BLAST (Basic Local Alignment Search Tool)

Appendix D. blast-imager.pl

blast-imager.pl creates a graphical summary of a BLAST report using Thomas Boutell's GD graphics library (http://www.boutell.com/gd), which has been ported to Perl by Lincoln Stein (http://stein.cshl.org/WWW/software/GD).
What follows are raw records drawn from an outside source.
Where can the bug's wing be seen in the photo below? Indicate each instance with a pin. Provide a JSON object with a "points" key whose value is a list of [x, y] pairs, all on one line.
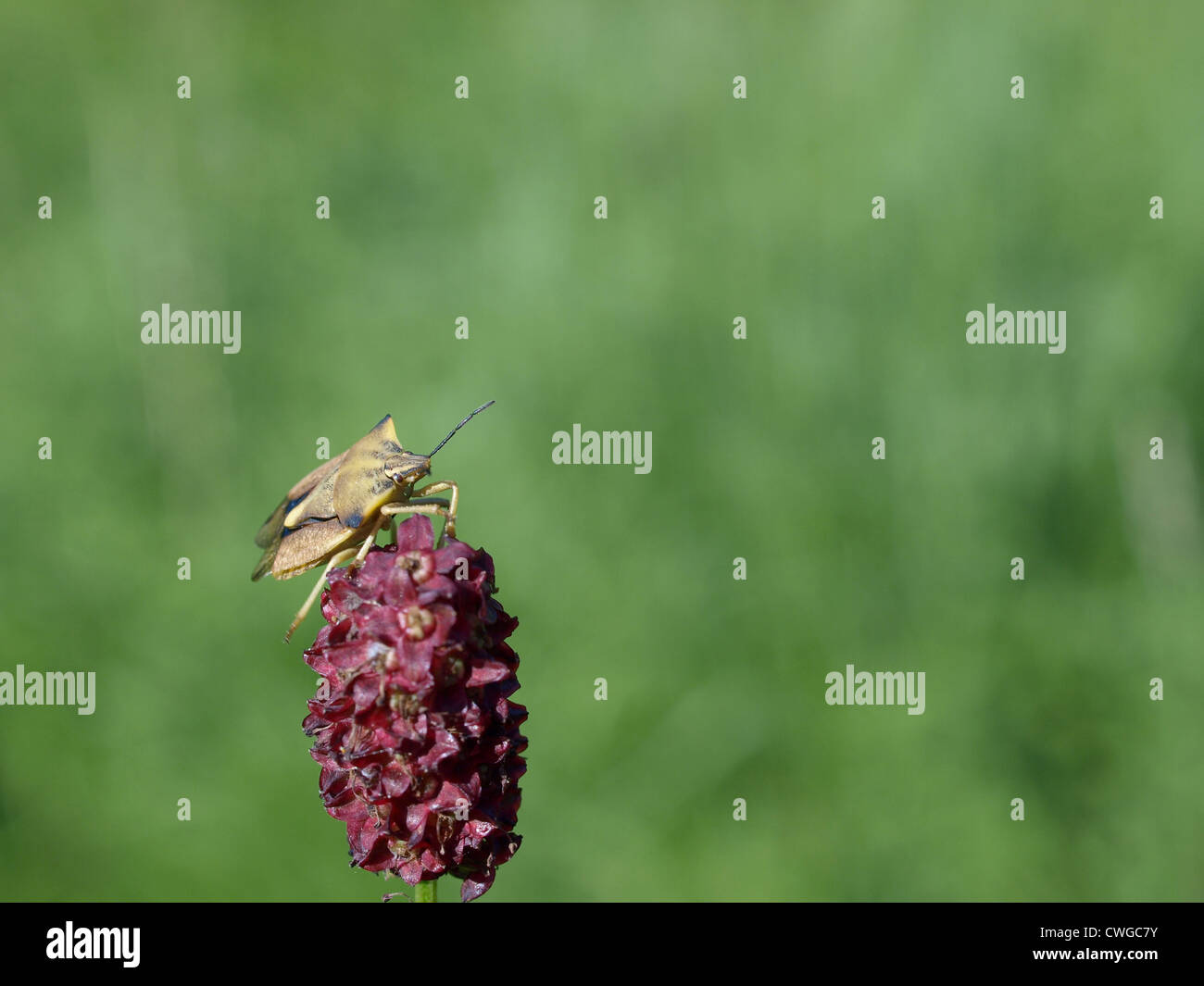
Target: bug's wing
{"points": [[270, 532], [271, 529], [317, 505], [302, 486], [308, 545], [265, 562], [362, 484]]}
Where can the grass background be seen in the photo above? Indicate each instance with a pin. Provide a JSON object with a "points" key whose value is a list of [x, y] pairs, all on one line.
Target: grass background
{"points": [[761, 448]]}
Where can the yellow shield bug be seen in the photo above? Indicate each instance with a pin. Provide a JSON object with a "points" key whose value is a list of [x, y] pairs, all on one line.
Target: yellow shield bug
{"points": [[335, 513]]}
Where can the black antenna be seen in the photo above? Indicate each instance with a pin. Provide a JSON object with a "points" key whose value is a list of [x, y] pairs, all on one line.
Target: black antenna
{"points": [[441, 444]]}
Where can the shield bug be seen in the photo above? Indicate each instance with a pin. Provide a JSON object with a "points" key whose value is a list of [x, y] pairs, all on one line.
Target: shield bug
{"points": [[333, 514]]}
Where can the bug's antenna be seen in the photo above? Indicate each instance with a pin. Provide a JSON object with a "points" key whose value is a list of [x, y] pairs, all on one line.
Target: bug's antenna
{"points": [[441, 444]]}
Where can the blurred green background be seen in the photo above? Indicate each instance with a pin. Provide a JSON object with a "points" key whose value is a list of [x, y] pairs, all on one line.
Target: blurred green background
{"points": [[761, 448]]}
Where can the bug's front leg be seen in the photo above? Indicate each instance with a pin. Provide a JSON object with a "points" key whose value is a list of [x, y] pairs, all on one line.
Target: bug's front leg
{"points": [[442, 486], [341, 556], [336, 559], [430, 505]]}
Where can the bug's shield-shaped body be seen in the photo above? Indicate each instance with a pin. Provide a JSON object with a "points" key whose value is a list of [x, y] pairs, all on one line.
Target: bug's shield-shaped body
{"points": [[335, 505]]}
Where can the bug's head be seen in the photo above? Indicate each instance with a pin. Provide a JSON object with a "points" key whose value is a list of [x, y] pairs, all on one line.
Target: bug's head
{"points": [[409, 468]]}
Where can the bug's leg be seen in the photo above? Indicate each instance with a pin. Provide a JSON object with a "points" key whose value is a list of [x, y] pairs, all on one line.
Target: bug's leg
{"points": [[371, 540], [313, 595], [442, 486], [432, 505]]}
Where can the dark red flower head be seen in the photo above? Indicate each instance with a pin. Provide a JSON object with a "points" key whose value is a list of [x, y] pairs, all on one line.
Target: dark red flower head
{"points": [[418, 741]]}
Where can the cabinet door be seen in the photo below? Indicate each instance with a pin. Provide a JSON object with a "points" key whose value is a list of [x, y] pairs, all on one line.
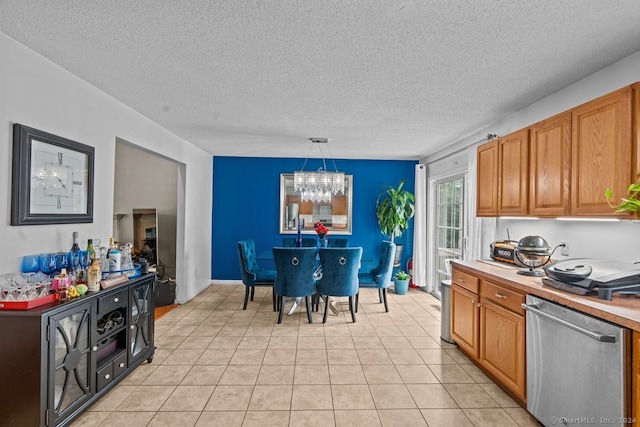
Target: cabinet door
{"points": [[141, 307], [550, 162], [70, 372], [513, 182], [635, 376], [487, 180], [502, 346], [601, 151], [464, 319]]}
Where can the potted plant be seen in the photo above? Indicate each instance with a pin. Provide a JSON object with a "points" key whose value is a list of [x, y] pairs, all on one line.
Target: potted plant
{"points": [[631, 203], [401, 282], [394, 208]]}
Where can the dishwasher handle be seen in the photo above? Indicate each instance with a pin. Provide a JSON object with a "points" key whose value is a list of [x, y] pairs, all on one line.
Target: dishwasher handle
{"points": [[593, 335]]}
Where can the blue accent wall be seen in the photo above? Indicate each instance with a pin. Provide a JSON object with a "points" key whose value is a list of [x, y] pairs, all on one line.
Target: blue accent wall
{"points": [[246, 204]]}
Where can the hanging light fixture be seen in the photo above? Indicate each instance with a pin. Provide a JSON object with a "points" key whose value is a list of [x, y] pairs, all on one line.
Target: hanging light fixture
{"points": [[320, 185]]}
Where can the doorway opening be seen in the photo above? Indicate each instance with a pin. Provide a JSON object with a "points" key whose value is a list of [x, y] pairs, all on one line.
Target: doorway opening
{"points": [[450, 227]]}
The latest versions support PNG or JPEG format, but not GIF. Depending on which GD installation you have, you may want to edit the output section in the program. Just toggle the comments from one output to another.

To use the blast-imager.pl program, the data must be in NCBI tabular format (-m 8) as described in Appendix AAppendix E presents a program for converting standard BLAST output to tabular format. The simplest way to use blast-imager.pl is to have it read an entire BLAST report (but not concatenated BLAST reports).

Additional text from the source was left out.